I think it has to do with the tiredness we've seen underneath in the market. I think it has to do with the upper channel lines that I have drawn in here for both the S&P and Nasdaq. I think the market needs to get properly oversold in order to have a rally that has momentum and we haven't gotten properly oversold.

Typically to get properly oversold we need a pullback. We haven't had any pullbacks, all we've had is churning. So while breadth stayed flat on Thursday, it didn't budge the indicators. The McClellan Summation Index is still flat to down.

The most interesting statistic to come out of the trading day was that the ISE equity call/put ratio jumped up over 200% for the first time since January 26. I do not discuss this options ratio very often but it is a call/put ratio instead of a put/call ratio so a high reading for the ISE is akin to a low reading for the CBOE's put/call ratio.
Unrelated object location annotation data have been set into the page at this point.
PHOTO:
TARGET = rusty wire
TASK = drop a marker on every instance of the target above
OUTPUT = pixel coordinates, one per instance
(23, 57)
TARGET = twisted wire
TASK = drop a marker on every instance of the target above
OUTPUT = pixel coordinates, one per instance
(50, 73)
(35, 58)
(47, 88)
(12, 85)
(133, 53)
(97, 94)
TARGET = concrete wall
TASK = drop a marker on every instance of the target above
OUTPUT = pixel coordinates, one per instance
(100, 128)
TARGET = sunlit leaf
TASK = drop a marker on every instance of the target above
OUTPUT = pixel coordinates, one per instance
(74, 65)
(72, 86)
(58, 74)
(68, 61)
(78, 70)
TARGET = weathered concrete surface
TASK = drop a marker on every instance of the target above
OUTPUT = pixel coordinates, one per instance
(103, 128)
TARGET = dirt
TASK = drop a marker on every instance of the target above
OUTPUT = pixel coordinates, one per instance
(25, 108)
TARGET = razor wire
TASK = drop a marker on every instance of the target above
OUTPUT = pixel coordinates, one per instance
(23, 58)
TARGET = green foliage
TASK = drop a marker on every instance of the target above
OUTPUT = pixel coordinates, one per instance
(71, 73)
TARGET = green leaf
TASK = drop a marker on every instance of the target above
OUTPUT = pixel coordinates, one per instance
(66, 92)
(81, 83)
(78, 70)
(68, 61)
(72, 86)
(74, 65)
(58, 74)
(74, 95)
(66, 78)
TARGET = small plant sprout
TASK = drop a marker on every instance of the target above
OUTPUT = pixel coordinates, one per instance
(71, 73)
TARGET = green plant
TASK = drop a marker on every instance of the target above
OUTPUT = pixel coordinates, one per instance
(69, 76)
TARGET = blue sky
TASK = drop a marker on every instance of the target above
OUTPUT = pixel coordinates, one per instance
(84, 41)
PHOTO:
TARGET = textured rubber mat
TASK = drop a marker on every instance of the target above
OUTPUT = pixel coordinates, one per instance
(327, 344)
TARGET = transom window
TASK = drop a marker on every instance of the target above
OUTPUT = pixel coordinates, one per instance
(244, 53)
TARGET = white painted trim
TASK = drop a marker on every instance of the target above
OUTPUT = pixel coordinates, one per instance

Thus the high ratio tends to mean we've got some giddiness in the market.

I realize that the January 26 reading is scary but we had a high reading on January 8 as well. That's the red arrow on the chart. If you squint you can see that we had a big gap down and stocks spent the day recovering and then we went up for two more weeks. At least it shook things up!

Back in mid-November we had similar instance where the ISE Equity ratio was high and we ended up with two days of volatility before the market marched ever higher. That's the blue arrow on the chart.

To go along with this the Index put/call ratio slumped to 80% on Thursday. This is the lowest reading since July 26, just before the S&P had its recent tumble. All in all, sentiment hasn't shifted very much but these two different options ratios did shift.

Since I have been of the mind that we should see volatility pick up in August -- and I have been wrong thus far -- I think these indicators could be the tell that we should have a bout of volatility. Am I hopeful? Maybe but look at the chart of the VIX. It had quite a turnaround on Thursday, especially considering we're only talking about the S&P moving four points to the downside.